Si premette che ai sensi dell’articolo 30, comma 4, L. 724/1994, la qualifica di “società di comodo” comporta l’impossibilità di richiedere il rimborso o la compensazione (orizzontale) dell’eccedenza del credito risultante dalla dichiarazione annuale Iva ovvero la cessione a terzi del credito stesso.
Inoltre, qualora la “qualifica” di società di comodo si protragga per tre periodi di imposta consecutivi è preclusa la compensazione verticale del credito Iva.
Relativamente alla disapplicazione della disciplina indicata, la società che ritenga sussistenti delle “oggettive situazioni” che hanno causato il verificarsi dei requisiti per l’attribuzione di società di comodo, può disapplicare la disciplina mediante presentazione di istanza di interpello oppure mediante autovalutazione (presentando dichiarazione sostitutiva di atto di notorietà ex articoli 46 e 47 D.P.R. 445/2000 e mediante compilazione dell’apposito campo del quadro VX della dichiarazione Iva) della sussistenza di tali “oggettive situazioni”, di cui deve essere data indicazione in sede di compilazione della dichiarazione dei redditi (articolo 30, comma 4-bis, L. 724/1994). La società deve dare indicazione anche dell’eventuale avvenuta presentazione dell’istanza di interpello e dell’esito della relativa risposta.
Si evidenzia ulteriormente che, come chiarito nella circolare 33/E/2016, nel caso in cui siano presentate preventivamente le istanze di interpello, sia in qualità di società non operative sia in qualità di società in perdita sistematica, il rimborso viene erogato o denegato a seguito dell’esito, anche tacito, degli interpelli.
Nel caso sottoposto al vaglio della Suprema Corte, l’Amministrazione Finanziaria aveva negato il rimborso del credito Iva ad una società, qualificata come di “comodo”, in applicazione del richiamato articolo 30, comma 4, L. 724/1994.
La società lamentava (con il supporto di prove documentali) la sussistenza di “oggettive situazioni” che le avevano causato l’attribuzione della qualifica di “società di comodo”, ed in particolare l’impossibilità di dare seguito all’attività aziendale per l’inadempienza del suo principale committente.
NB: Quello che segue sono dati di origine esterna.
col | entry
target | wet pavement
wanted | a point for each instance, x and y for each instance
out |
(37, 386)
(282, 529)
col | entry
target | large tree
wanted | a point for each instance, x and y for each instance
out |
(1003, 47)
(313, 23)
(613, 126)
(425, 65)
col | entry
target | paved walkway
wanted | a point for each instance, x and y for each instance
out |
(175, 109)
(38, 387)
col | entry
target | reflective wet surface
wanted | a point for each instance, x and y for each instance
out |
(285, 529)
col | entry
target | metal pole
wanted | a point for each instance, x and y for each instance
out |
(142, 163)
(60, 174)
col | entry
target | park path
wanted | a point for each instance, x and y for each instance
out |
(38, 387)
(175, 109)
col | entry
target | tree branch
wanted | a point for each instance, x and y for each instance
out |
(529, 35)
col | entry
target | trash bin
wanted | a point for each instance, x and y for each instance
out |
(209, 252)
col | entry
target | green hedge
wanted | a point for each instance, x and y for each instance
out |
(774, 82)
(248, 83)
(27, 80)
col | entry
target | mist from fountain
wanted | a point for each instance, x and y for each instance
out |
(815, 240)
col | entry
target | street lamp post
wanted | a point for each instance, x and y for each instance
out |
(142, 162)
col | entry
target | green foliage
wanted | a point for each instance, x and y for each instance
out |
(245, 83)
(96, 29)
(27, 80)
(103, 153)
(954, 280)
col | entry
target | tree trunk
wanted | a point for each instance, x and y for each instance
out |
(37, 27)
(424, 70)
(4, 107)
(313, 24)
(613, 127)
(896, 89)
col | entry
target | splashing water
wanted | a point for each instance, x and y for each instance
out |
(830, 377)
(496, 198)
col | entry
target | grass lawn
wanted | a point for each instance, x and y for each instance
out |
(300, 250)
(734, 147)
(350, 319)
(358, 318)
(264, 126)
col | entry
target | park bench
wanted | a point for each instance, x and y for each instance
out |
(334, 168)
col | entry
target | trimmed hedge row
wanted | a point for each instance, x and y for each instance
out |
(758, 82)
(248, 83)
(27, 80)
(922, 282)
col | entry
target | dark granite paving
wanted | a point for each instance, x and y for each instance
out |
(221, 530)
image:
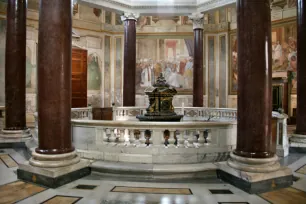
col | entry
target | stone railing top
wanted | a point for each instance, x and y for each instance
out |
(153, 125)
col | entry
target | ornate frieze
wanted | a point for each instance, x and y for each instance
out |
(198, 20)
(222, 27)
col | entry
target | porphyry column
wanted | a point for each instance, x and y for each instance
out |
(129, 75)
(198, 23)
(253, 165)
(15, 71)
(55, 149)
(299, 138)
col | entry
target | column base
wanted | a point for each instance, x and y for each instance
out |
(15, 134)
(54, 160)
(298, 143)
(53, 177)
(255, 175)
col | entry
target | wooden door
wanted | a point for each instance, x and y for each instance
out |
(79, 78)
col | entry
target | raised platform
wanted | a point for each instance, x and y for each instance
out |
(255, 183)
(53, 177)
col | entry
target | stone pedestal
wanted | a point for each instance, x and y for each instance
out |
(15, 71)
(53, 177)
(253, 165)
(298, 140)
(129, 71)
(255, 183)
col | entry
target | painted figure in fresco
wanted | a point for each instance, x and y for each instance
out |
(94, 73)
(146, 74)
(174, 78)
(235, 65)
(277, 51)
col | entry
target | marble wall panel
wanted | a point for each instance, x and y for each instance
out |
(222, 71)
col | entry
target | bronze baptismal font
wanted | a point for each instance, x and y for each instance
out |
(160, 98)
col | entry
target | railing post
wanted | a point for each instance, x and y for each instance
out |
(112, 138)
(180, 140)
(131, 138)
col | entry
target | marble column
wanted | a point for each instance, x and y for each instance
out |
(129, 91)
(253, 165)
(299, 138)
(54, 82)
(198, 24)
(15, 71)
(55, 161)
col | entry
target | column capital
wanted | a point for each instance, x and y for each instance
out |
(198, 20)
(129, 16)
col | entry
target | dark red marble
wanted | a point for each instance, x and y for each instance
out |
(54, 77)
(198, 69)
(129, 63)
(254, 139)
(15, 65)
(301, 68)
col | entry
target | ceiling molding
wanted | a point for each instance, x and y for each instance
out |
(158, 7)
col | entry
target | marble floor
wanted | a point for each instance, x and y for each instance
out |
(97, 189)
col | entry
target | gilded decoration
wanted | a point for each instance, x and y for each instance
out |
(160, 102)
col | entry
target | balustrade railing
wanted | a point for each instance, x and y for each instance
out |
(169, 134)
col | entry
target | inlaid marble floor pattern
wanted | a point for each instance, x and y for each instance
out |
(96, 189)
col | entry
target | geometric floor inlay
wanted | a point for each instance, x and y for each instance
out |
(18, 190)
(62, 200)
(8, 160)
(126, 189)
(301, 170)
(220, 191)
(233, 203)
(285, 196)
(85, 187)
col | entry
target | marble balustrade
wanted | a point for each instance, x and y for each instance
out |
(2, 109)
(81, 113)
(154, 142)
(190, 113)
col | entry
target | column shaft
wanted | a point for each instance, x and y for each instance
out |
(198, 68)
(301, 68)
(254, 79)
(15, 65)
(129, 62)
(54, 77)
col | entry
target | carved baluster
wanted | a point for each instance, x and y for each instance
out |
(171, 139)
(112, 138)
(190, 139)
(121, 138)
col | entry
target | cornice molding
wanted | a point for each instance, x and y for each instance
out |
(184, 7)
(197, 20)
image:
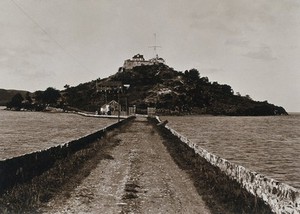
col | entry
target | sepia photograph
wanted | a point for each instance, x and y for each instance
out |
(150, 106)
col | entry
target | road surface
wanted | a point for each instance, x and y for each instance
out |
(140, 177)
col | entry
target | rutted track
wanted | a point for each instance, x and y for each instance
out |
(139, 177)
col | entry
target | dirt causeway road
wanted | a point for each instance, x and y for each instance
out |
(140, 177)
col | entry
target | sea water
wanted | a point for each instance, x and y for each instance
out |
(268, 145)
(25, 132)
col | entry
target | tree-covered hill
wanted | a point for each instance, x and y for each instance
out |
(170, 91)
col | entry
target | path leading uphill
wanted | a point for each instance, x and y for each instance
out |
(140, 177)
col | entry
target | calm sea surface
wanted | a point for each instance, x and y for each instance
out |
(25, 132)
(269, 145)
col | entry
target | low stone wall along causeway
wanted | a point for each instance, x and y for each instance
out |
(279, 197)
(23, 168)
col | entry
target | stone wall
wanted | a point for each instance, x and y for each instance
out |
(23, 168)
(280, 197)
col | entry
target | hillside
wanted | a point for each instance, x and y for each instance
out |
(170, 91)
(7, 95)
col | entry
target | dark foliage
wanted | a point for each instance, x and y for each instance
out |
(170, 91)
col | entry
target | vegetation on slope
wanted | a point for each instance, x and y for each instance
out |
(171, 92)
(159, 86)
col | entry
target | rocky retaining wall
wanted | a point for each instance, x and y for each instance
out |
(229, 177)
(23, 168)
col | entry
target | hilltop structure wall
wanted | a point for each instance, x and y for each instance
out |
(138, 60)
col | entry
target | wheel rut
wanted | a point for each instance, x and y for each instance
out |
(140, 177)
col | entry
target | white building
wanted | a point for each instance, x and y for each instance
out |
(138, 60)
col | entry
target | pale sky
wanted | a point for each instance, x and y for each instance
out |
(254, 46)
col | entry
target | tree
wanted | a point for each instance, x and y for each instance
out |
(192, 75)
(51, 96)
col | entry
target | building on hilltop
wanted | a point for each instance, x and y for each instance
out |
(139, 60)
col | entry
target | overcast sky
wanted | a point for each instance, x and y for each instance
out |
(254, 46)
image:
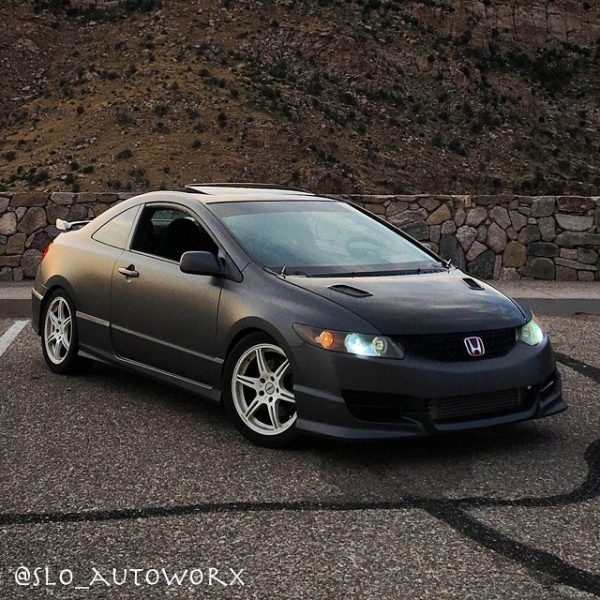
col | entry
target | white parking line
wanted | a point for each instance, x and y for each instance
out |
(10, 335)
La società evidenziava inoltre che l’Amministrazione Finanziaria non aveva tenuto conto delle citate “oggettive situazioni” e che non era stato possibile fornire le proprie ragioni (va evidenziato che la società non aveva presentato preventivo interpello) per la mancata attivazione del contradditorio endoprocedimentale. Per tali motivi, la società chiedeva l’annullamento dell’atto e l’erogazione del rimborso Iva.
La mancata attivazione del contradditorio endoprocedimentale aveva indotto sia la CTP che la CTR ad avallare le ragioni del contribuente e sancire la legittimità del rimborso del credito Iva.
La Suprema Corte ha cassato la decisione della CTR, evidenziando che per gli accertamenti dei tributi armonizzati, nel caso di specie l’Iva, sussiste l’obbligo di contradditorio endoprocedimentale, la cui violazione comporta l’invalidità dell’atto, solo nel caso in cui il contribuente abbia esposto in concreto le ragioni che avrebbe potuto far valere.
Nel caso di specie, la mancata presentazione dell’interpello da parte del contribuente, aveva “annullato” l’obbligo di attivazione del contradditorio endoprocedimentale, legittimando il diniego al rimborso del credito Iva da parte dell’Amministrazione Finanziaria.